Macias thought that after getting her shot, she could convince her mother to get vaccinated by sharing her experience with her. But her mother, who is originally from Mexico, was still worried about all the misinformation she had seen on social media and on TV claiming that the vaccine was unsafe.
So Macias grabbed the fact sheets she got when she received her vaccination and created a Spanish-language presentation for her mother based on that information. Her efforts to convince her mother were successful, and to make her feel more comfortable at the mass vaccination center, they made it a family event. Macias’ mother, stepdad and her two siblings went to get the shots at the same time.
Now, Macias’ mother is helping her promote Make The Road Nevada’s upcoming pop-up vaccination clinic in an effort to get Covid-19 shots for unvaccinated Latinos in their community.
Lizbeth Alvarez, a public relations coordinator with KPS3, took this a step further and helped design the Spanish-language outreach campaign “Pongamos de nuestra parte” (“Let’s do our part”) for Latinos in Nevada’s Washoe County.
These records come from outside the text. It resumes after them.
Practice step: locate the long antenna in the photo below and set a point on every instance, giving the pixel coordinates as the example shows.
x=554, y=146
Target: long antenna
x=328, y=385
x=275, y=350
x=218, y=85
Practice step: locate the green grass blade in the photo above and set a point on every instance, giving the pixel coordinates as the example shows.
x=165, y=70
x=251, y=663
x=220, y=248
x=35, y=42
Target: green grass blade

She did it in a way that spoke to the values that characterize the community locally.
Alvarez, who grew up in Reno, is featured in the campaign, alongside other trusted Latinos who are known in the community for being leaders, business owners and entrepreneurs. That triggered reactions from people in the community who started sharing their own experiences with campaign organizers, from wearing a mask to inspire others to do the same to opening up about contracting Covid-19.
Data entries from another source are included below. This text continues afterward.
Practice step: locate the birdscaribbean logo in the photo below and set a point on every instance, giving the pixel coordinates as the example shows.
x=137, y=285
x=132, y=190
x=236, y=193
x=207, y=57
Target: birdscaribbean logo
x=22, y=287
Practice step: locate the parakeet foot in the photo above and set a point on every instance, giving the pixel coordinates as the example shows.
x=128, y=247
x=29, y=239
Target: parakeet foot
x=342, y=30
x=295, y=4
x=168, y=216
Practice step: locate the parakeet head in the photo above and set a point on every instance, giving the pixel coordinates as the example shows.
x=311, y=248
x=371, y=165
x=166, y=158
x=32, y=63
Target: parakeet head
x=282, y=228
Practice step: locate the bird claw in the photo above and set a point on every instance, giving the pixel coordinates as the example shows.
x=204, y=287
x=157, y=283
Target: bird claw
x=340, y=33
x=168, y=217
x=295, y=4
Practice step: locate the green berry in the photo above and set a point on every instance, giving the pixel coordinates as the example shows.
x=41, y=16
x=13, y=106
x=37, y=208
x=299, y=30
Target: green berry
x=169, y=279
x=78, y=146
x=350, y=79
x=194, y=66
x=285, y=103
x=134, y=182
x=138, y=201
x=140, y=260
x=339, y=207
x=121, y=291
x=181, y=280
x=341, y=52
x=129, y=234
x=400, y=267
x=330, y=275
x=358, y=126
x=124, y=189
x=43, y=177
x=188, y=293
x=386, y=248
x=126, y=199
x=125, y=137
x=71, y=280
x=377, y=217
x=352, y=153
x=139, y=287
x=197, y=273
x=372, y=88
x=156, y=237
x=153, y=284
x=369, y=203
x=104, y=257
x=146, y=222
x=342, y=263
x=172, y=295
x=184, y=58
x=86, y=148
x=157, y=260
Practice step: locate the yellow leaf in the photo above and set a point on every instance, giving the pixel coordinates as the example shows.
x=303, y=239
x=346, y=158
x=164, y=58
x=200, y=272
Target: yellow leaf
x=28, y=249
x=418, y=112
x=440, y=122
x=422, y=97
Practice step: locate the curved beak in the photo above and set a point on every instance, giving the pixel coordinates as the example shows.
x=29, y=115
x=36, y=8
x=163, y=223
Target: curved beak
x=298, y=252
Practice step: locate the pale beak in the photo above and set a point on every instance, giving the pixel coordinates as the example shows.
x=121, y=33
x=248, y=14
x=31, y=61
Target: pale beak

Campaign organizers shared these stories on social media, particularly on Facebook. Alvarez said the information became crucial to the community which had no local Spanish news station.
“It really resonated with the people, even if it wasn’t them or their family member. But it could have been. And that ‘could have been’ is what kind of drove everybody to start sharing their message.”
The group also put Spanish-language billboards featuring Latinos in the community across northern Nevada. “If you’ve ever been here, we don’t have billboards in Spanish,” Alvarez said. “So seeing ‘Pongamos de nuestra parte’ somewhere outside of a casino when you’re driving to work, that was huge for our community.”
Against this backdrop, Cortez Masto recently reintroduced an updated version of the Covid-19 Health Disparities Action Act that would support targeted and culturally competent public awareness campaigns about Covid-19 vaccines.
“We have to find how we can go into these communities where there’s relationships with leaders that can tell the truth and get that information out there,” she said. “That is a lesson learned, and that’s what we should always be doing.”